Mental Health Monday: Old Age is Not For Sissies
Of course it was Bette Davis, not me, who came up with that saying, but I can testify to it, having spent the past week in a hospital room with my (almost) 85-year-old mother, who is the advanced stages of Alzheimer’s disease. Mom has been in the hospital for 10 days (had a fall, got a urinary tract infection, ecoli, and pneumonia) and last week I thought she was not long for this life. But then she perked up a bit on Wednesday, so I agreed to a PEG (stomach feeding tube) on Friday, and she’s been more subdued (maybe from the anesthesia) since then.
So, I asked about Hospice, and Mom’s wonderful doctor agreed that Mom would maybe get better care there than in the nursing home, if she’s confined to bed. So, a Hospice nurse came to evaluate her today and said she doesn’t qualify… it’s not clear that she has 6 months or less to live. So, unless the doctor can get that evaluation changed (and Hospice is returning tomorrow) I’m trying to feel better about her being back in the nursing home. (And second-guessing my decision about the PEG tube… although at some level I still think it was the right thing to do. None of this is black and white.)
It’s not that Lakeland hasn’t given her good care these past 4 years—they have. But I think the ambulatory residents get more attention than the ones who are bed-ridden. So I’m a bit worried about her returning there.
God keep sending “angels” to help me, though. Not only the physician, Teri Oaks Dyess, who worked for me, and Mom and Dad, back at Phidippides Sports in the ‘80s (she taught aerobics with me!) but also a wonderful speech pathologist, Merlene, who just fed Mom some ice cream… her first real food in over 10 days. Merlene says that if the physical therapists at Lakeland get Mom up in her wheelchair every day and if the speech pathologist there works with her on her swallowing and gives her some “comfort snacks” like pudding or ice cream, she may perk up even more and have some quality of life for awhile. (Her main nutrition will probably always come from the PEG tube feedings now.) Because she’s been in the bed (and so sick) for 10 days, she won’t even hold a spoon to feed herself right now. But those skills could come back.

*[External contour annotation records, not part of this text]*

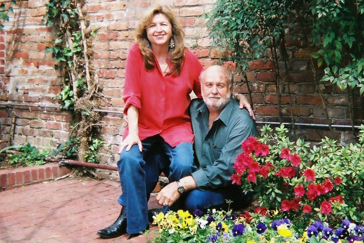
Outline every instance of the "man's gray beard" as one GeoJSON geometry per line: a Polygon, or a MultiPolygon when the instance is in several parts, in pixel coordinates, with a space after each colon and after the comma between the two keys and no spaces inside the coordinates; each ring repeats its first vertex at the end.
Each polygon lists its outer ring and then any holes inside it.
{"type": "Polygon", "coordinates": [[[230,97],[231,97],[231,93],[229,93],[225,98],[221,97],[217,104],[214,104],[214,102],[206,98],[203,94],[202,95],[202,99],[208,108],[218,110],[222,110],[226,106],[230,101],[230,97]]]}

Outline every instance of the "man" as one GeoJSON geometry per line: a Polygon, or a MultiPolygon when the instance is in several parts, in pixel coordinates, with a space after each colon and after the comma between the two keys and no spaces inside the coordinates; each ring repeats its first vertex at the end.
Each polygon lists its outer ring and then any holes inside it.
{"type": "Polygon", "coordinates": [[[196,209],[226,209],[226,199],[233,207],[246,206],[250,196],[232,185],[231,176],[241,143],[256,136],[254,123],[249,112],[240,109],[231,98],[234,78],[231,72],[212,66],[200,75],[203,100],[193,100],[190,107],[195,134],[194,148],[199,168],[191,176],[172,182],[157,196],[161,205],[171,205],[193,212],[196,209]]]}

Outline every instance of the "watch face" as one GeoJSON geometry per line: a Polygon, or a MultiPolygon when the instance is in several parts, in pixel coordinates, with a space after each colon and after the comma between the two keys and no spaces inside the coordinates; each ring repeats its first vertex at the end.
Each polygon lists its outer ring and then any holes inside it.
{"type": "Polygon", "coordinates": [[[185,192],[185,188],[183,186],[178,187],[178,192],[179,192],[180,193],[183,193],[184,192],[185,192]]]}

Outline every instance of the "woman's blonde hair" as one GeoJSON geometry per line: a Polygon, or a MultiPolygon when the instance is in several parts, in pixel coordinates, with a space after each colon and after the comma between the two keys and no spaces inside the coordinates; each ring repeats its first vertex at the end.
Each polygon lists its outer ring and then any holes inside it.
{"type": "Polygon", "coordinates": [[[169,73],[178,76],[180,73],[186,55],[185,32],[173,12],[166,6],[158,5],[147,11],[136,26],[135,40],[139,44],[144,66],[147,70],[150,70],[155,67],[156,65],[147,36],[147,27],[152,22],[154,15],[157,14],[164,14],[172,25],[172,37],[174,40],[175,47],[169,50],[170,58],[168,61],[173,64],[173,68],[169,73]]]}

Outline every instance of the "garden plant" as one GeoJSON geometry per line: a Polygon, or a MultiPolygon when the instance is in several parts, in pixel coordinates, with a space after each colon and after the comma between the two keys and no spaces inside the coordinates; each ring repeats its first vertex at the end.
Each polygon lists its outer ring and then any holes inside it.
{"type": "Polygon", "coordinates": [[[283,125],[275,130],[265,126],[242,143],[232,177],[260,207],[160,214],[156,242],[362,242],[364,125],[348,146],[291,142],[283,125]]]}

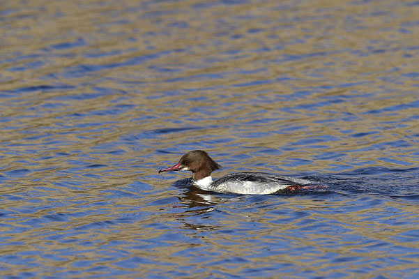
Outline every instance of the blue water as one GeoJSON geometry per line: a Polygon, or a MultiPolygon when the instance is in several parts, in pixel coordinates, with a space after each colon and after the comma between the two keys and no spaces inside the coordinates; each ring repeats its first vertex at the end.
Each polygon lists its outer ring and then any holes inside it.
{"type": "Polygon", "coordinates": [[[419,4],[8,1],[0,277],[416,278],[419,4]],[[312,179],[201,191],[190,150],[312,179]]]}

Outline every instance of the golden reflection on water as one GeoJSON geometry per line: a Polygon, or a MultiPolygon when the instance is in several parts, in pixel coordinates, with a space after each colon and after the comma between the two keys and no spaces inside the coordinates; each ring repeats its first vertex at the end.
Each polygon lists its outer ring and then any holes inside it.
{"type": "Polygon", "coordinates": [[[413,276],[417,171],[269,197],[156,172],[192,149],[215,177],[418,167],[418,9],[2,3],[0,274],[413,276]]]}

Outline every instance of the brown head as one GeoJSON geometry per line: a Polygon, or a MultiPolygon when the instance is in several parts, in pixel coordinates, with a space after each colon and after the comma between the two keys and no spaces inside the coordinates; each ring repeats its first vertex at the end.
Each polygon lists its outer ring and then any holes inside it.
{"type": "Polygon", "coordinates": [[[192,173],[192,179],[197,181],[209,176],[211,172],[220,169],[221,166],[211,159],[206,152],[202,150],[194,150],[183,155],[179,160],[179,163],[173,167],[160,169],[158,172],[190,170],[192,173]]]}

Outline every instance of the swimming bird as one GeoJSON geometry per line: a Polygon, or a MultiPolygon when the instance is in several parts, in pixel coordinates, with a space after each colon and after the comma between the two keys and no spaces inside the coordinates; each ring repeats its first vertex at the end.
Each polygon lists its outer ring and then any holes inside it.
{"type": "Polygon", "coordinates": [[[204,151],[194,150],[183,155],[175,165],[158,172],[190,171],[192,185],[222,193],[268,195],[294,192],[313,185],[309,180],[265,172],[236,172],[213,181],[211,173],[221,167],[204,151]]]}

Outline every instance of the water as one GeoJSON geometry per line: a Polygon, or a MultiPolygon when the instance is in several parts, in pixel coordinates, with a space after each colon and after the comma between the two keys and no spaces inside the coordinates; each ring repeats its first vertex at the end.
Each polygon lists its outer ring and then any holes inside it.
{"type": "Polygon", "coordinates": [[[419,276],[418,2],[3,2],[1,277],[419,276]]]}

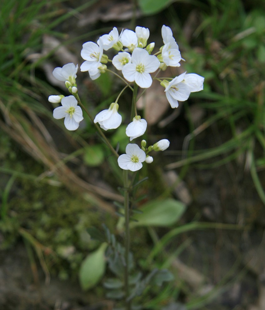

When she’s awake, she says things like “Let’s go!” and “Is it time to go?” And when we move her to change her or bathe her, she cries out, “Stop that!” or “Please don’t do that!” I think her back is still hurting from a fall about a month ago. But she forgets our offenses pretty quickly and every now and then we see a smile. But most of the time her eyes are kind of glazed, and she doesn’t follow me with them when I move from right in front of her. So… it’s hard to tell what’s best for her. Teri (Dr. Dyess) will come back by later today, and the Hospice nurse will return for another evaluation tomorrow. Meanwhile, I’m just trying to engage her and comfort her. And to be peaceful about whatever final decision comes from the Hospice gatekeeper. Because, it’s really out of my control.
In my post last Friday I said that I need a hero. That night on the phone, my sweet husband said he was my hero, and he really is. His informed wisdom—as both a physician and a priest—is helping me through this. But I just don’t want it to be so damn hard.
Of course I picture myself in Mom’s situation down the road and I wonder what I would want. While it’s easy for me to say I wouldn’t want a feeding tube, I hear that without it, Mom might suffer a painful death from malnutrition and dehydration or have to be on IVs for a long time, which can cause problems. And her chances of being bed-ridden and her skin breaking down and her losing all functioning are stronger without the nutrition she’s receiving through the tube now. So maybe this was the most compassionate decision. And maybe I would also want that.
You know, once her journey is over, maybe I’ll try to write down some instructions for my children about my end-of-life choices. But at the end of the day, they still might have some tough decisions to make. It’s just not easy.
I’m reminded of how much Anne Lamott’s book, Help, Thanks, Wow (which I recently read) blessed me, and I hear her voice whenever Mom cries out, “Help me!” I’ve thought she was crying out to me, or the aids or the nurses, but now I’m wondering if she might not be crying out to God. If so, I really hope He hears her and answers her with comfort. Soon.